Supported auth types:
- Basic — username/password (Docker Hub, self-hosted registries)
- ECR — AWS Elastic Container Registry
- GCR — Google Container Registry
- ACR — Azure Container Registry
API Tokens
Create and manage API tokens for external integrations like Home Assistant, CI pipelines, or custom scripts.
Features:
- Scoped access — choose the permission level when creating a token:
- Full access — read and write to all integration endpoints (default, recommended for Home Assistant)
- Read only — can only query summary and container data (GET endpoints)
- Write only — can only trigger actions like check, update, and rollback (POST endpoints)
- Optional expiration — 30 days, 90 days, 1 year, or never
- One-time display — token is shown only once at creation, then only the metadata is visible
- Revocation — immediately invalidate a compromised token
- Audit logged — all token create/revoke actions are recorded
Use Full access for Home Assistant and tools that need both monitoring and actions. Use Read only for dashboards and monitoring scripts that should never trigger updates. Use Write only for CI pipelines that trigger updates but don't need to read container state.
Theme
The UI supports both dark and light themes. Toggle between them using the sun/moon icon in the top-right corner of the header bar.

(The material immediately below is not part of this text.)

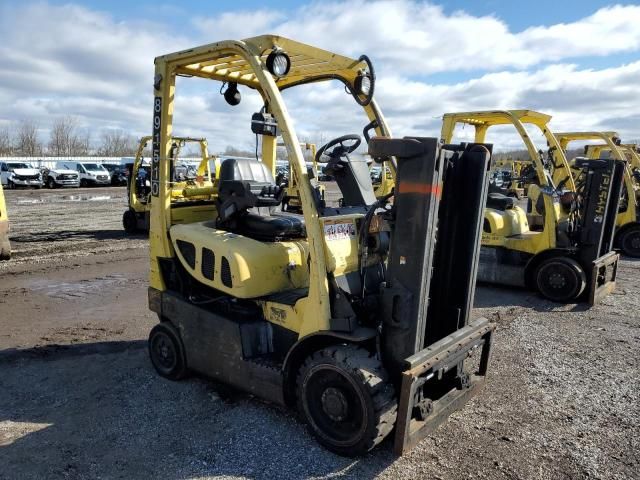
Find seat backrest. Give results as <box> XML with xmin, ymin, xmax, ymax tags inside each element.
<box><xmin>220</xmin><ymin>158</ymin><xmax>276</xmax><ymax>185</ymax></box>
<box><xmin>487</xmin><ymin>193</ymin><xmax>516</xmax><ymax>211</ymax></box>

- Dark theme (default) — designed for always-on dashboards and low-light environments
- Light theme — uses the same blue accent color with light backgrounds for daytime use
The theme preference is saved in your browser and persists across sessions.
About & Diagnostics
The About tab in Settings shows version information, debug logging controls, and diagnostics tools.
Version info
Displays the controller version and a table of all agents with:
- Agent name and hostname
- Online/offline status
- Agent software version
- Docker engine version
- Platform (OS/architecture)
Debug logging
Toggle debug logging directly from the UI — no container restart needed. Debug mode automatically reverts to normal after 15 minutes.
You can also enable "Include controller logs in diagnostics" — this writes logs to an internal file used only for the diagnostics bundle. No external path or environment variable needed.
All log output (stdout and file) is automatically redacted — API tokens, passwords, JWTs, and IP addresses are masked before being written.
Diagnostics bundle
Click Download diagnostics bundle to get a ZIP archive containing:
diagnostics.json— controller/agent versions, container summary, environment info, log level, and redaction noteslogs/controller.log— recent controller logs (only if "Include controller logs" is enabled above)
The bundle does not contain API tokens or passwords. Attach the ZIP to your bug report.
While logs are automatically redacted, please still review the archive before sharing publicly.